Undiagnosed endometriosis affects fertility.

Undiagnosed endometriosis affects fertility.

Undiagnosed Endometriosis Linked to Lower Fertility Rates in Women

Women who suffer from undiagnosed endometriosis are significantly less likely to have children compared to their peers, according to a recent study conducted by researchers at Helsinki University Hospital in Finland. The findings emphasize the importance of early detection and treatment for women suffering from painful menstruation and chronic pelvic pain.

Endometriosis is a painful chronic inflammatory condition in which tissue from the lining of the womb grows in other places. Symptoms of endometriosis can be debilitating, including painful menstruation, pelvic pain, painful intercourse, and difficulty getting pregnant. However, it often takes up to seven years to receive a correct diagnosis, which is typically done through surgery. Diagnosis based on ultrasound findings or symptoms alone is now more widely accepted.

The study, published in the journal Human Reproduction, analyzed data from over 18,000 Finnish women between the ages of 15 and 49. Each woman had surgical verification of endometriosis between 1998 and 2012. The researchers compared these women with over 35,000 women who did not have an endometriosis diagnosis. The women were followed until their first live birth, sterilization, removal of the ovaries or womb, or until the surgical diagnosis of endometriosis.

The findings revealed that women with endometriosis had significantly lower rates of live births compared to those without the condition. More than 40% of women with endometriosis delivered a live baby during the follow-up period, compared to 66% of women without endometriosis. The rate of first live births was only half among women with endometriosis compared to those without the condition.

Furthermore, the study found that the difference in live birth rates between women with and without endometriosis has been increasing over the decades. For instance, in women born during the 1940s, the difference in live birth rates between the two groups was 28% before surgically diagnosed endometriosis. However, this difference rose steadily to 87% during the 1970s.

The researchers believe that this trend may be associated with several factors, including the older age of women when they have their first baby, earlier surgical diagnosis of endometriosis, and accumulating adverse effects of endometriosis in affected women. Women with endometriosis had an average of 1.93 children before their diagnosis compared to 2.16 for those without endometriosis.
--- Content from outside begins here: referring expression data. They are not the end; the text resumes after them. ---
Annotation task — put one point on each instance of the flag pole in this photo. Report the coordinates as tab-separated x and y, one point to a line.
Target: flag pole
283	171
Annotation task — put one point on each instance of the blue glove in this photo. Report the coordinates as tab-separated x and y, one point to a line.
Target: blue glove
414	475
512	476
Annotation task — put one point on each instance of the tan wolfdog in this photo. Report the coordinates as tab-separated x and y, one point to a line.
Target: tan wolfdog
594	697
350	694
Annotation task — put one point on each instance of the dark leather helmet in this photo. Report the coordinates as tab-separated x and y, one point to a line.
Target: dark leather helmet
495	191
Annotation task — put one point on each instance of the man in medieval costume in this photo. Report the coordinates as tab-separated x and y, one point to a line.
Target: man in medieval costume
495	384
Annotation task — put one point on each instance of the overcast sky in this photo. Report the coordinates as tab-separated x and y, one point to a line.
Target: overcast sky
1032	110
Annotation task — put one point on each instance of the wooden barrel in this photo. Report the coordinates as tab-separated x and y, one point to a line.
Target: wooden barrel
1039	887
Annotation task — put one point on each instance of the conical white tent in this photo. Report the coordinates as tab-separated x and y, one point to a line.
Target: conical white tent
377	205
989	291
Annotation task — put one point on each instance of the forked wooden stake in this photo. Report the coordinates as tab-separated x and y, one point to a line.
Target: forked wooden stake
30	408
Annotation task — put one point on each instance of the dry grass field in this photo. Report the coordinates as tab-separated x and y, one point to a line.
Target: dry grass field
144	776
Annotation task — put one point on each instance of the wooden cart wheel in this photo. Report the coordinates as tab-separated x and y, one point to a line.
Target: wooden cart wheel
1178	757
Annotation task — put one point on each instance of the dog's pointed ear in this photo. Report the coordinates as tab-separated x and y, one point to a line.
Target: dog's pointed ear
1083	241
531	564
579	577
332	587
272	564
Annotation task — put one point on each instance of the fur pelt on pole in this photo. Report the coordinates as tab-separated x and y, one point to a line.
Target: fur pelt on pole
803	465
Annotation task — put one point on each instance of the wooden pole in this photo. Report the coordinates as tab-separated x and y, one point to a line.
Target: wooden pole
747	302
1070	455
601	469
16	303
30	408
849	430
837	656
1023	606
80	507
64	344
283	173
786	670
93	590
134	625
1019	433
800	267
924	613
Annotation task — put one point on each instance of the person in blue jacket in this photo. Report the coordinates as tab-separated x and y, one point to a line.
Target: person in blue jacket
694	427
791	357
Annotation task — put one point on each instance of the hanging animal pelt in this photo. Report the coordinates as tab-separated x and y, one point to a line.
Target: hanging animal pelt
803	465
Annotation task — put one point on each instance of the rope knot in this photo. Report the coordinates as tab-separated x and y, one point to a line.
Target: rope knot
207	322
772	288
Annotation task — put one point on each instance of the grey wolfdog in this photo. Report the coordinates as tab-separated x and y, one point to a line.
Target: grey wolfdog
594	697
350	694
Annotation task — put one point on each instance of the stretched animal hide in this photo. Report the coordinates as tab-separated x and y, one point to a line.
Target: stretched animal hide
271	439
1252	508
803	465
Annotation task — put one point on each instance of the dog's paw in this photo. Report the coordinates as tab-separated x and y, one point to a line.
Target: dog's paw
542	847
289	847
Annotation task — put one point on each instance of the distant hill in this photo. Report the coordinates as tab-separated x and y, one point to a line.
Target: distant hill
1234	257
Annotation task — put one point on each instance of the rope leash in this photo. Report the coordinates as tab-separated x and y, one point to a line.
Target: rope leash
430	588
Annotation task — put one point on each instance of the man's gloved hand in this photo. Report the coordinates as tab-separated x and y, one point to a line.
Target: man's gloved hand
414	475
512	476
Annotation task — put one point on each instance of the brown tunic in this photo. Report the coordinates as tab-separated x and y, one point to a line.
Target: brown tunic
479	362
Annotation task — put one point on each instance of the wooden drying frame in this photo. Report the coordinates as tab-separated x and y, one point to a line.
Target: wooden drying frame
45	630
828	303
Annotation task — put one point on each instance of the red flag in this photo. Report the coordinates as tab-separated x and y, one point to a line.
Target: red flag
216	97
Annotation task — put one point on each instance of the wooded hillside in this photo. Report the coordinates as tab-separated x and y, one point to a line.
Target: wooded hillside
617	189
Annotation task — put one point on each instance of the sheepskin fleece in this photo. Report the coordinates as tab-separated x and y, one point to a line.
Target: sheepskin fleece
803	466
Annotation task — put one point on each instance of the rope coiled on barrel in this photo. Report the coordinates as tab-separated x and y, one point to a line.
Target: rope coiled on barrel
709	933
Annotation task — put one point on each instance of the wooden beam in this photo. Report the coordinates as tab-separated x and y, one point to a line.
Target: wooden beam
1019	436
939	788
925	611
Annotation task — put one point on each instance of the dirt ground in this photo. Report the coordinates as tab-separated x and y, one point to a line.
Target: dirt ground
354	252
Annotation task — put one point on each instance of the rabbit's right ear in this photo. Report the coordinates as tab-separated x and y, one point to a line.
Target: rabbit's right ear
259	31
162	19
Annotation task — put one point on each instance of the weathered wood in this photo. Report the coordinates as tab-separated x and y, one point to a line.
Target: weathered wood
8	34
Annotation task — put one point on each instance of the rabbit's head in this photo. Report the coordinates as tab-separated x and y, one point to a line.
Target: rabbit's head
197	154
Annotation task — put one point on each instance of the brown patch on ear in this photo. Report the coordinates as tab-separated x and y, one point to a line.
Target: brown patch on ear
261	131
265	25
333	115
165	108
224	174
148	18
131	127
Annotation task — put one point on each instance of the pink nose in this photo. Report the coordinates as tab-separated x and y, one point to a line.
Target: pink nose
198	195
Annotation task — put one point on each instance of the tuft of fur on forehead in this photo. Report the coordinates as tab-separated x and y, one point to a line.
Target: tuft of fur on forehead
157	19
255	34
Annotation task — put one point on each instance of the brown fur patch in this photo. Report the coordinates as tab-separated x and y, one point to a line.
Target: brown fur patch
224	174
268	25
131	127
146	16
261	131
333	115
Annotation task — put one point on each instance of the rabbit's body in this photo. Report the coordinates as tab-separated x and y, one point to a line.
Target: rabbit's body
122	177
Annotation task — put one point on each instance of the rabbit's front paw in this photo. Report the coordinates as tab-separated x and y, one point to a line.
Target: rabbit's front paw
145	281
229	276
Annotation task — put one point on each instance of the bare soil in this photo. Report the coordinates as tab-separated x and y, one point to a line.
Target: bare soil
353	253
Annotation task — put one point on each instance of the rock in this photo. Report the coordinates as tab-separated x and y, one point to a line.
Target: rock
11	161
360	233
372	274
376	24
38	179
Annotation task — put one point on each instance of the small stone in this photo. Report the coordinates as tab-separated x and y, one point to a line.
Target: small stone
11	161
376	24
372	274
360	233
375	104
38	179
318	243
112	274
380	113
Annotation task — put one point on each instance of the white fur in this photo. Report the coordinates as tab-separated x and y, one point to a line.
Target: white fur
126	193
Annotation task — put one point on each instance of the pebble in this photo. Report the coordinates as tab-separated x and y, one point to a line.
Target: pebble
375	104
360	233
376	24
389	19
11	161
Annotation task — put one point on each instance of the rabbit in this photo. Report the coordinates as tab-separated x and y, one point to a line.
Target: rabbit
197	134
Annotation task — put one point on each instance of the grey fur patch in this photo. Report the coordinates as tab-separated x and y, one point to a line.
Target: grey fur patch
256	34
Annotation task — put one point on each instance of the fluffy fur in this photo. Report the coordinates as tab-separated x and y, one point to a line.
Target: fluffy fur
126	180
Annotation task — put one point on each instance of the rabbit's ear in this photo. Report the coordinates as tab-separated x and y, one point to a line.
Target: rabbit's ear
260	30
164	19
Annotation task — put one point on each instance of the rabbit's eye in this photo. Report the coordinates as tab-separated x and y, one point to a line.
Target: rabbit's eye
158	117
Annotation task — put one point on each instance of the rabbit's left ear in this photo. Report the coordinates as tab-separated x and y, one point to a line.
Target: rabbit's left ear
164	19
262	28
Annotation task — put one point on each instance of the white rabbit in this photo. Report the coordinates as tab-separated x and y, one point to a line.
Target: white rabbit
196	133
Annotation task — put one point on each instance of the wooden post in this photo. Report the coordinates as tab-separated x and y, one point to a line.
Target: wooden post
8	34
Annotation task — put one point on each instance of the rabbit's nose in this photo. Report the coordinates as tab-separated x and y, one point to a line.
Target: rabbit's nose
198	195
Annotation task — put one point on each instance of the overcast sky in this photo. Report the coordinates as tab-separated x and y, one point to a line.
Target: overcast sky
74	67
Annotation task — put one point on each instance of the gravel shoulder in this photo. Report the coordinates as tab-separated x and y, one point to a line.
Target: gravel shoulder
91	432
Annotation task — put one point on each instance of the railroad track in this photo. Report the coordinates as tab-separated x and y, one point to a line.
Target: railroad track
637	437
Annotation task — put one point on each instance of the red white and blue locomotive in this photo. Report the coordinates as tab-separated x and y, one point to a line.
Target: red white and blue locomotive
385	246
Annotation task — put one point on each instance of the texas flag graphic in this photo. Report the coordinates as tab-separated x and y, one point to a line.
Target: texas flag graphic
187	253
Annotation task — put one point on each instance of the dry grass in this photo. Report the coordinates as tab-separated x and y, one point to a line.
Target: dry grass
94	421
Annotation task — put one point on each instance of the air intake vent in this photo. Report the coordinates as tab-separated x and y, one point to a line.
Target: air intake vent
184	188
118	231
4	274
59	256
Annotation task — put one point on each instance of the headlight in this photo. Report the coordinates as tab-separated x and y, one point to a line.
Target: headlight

Dr. Oskari Heikinheimo, the study’s leader, highlights the importance of early diagnosis and treatment, saying, “The possible effect of endometriosis on the desired number of children highlights the importance of early diagnosis and treatment.” He also recommends that doctors should discuss with women suffering from painful menstruation and chronic pelvic pain the potential effects on their fertility and provide relevant treatment for endometriosis without delay.

It is important to note that the study reports on live births before a definitive diagnosis of endometriosis. The researchers plan to further investigate fertility rates after diagnosis and treatment in future research. This study’s strength lies in its large sample size, although it only includes surgically confirmed cases of endometriosis, potentially excluding women with milder symptoms. Additionally, the study did not collect data on whether the women wanted to become pregnant or consider the potential impact of fertility treatments.

It is crucial for both healthcare providers and women to be aware of the potential impact of undiagnosed endometriosis on fertility. By staying vigilant and seeking early diagnosis and treatment, women can take proactive steps towards preserving their fertility and achieving their desired number of children.